We try to get in the middle of that, to get young people to pause and rethink. We find that young people respond to that and ultimately make better decisions for themselves and for the people that they are interacting with.

A lot of the work we do is primarily with educational institutions to put the Rethink technology on their school devices, so they are on there by default.

Long term, I think it would be really fantastic to collaborate with phone carriers, with platforms, to make this the default on every device. That's something that we're working towards right now.

© Amit Madheshiya
Trisha Prabhu speaks at TED Talks India

How have young people responded to Rethink?

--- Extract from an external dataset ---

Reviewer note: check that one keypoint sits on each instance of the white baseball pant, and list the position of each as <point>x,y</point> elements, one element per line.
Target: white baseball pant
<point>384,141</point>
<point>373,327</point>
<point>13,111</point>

We do a lot of work with educational communities and sometimes I'll go and speak with students who are using the technology. A lot of them empathise with the notion of saying or doing something that you might regret later.

The other thing they like is that Rethink takes a very restorative approach to tackling cyberbullying – it assumes that the person saying something mean is not a bad person or beyond repair, they are someone who's making a mistake.

We know that cyberbullies are also former victims of bullying; they are folks who have experienced harm and trauma themselves. They're taking their frustrations and difficulties out on other people.

It's not acceptable of course, but we can understand that we're dealing with people who are facing challenges themselves and maybe looking for somebody to believe in them and to give them a reason to aspire to be better, to tap into their conscience in a world that might normally be looking for them to make bad decisions.

They have the potential to make better decisions and I think that's something that inspires a lot of young people.

What was it like speaking to Prince Harry and Meghan?

Prince Harry and Meghan called and spoke with us and learned a little bit about our work. It was an incredible moment. It was a surreal moment. I didn't know that they were going to be on the other end of the line!

They are so passionate and have done so much work around trying to make the internet a kinder inclusive place, so to have them back me and back my ideas, and to have them say it's really important that we have young people's voices enfold as we envision a better digital world, that was really powerful and really encouraging.

It was very validating and a very special moment.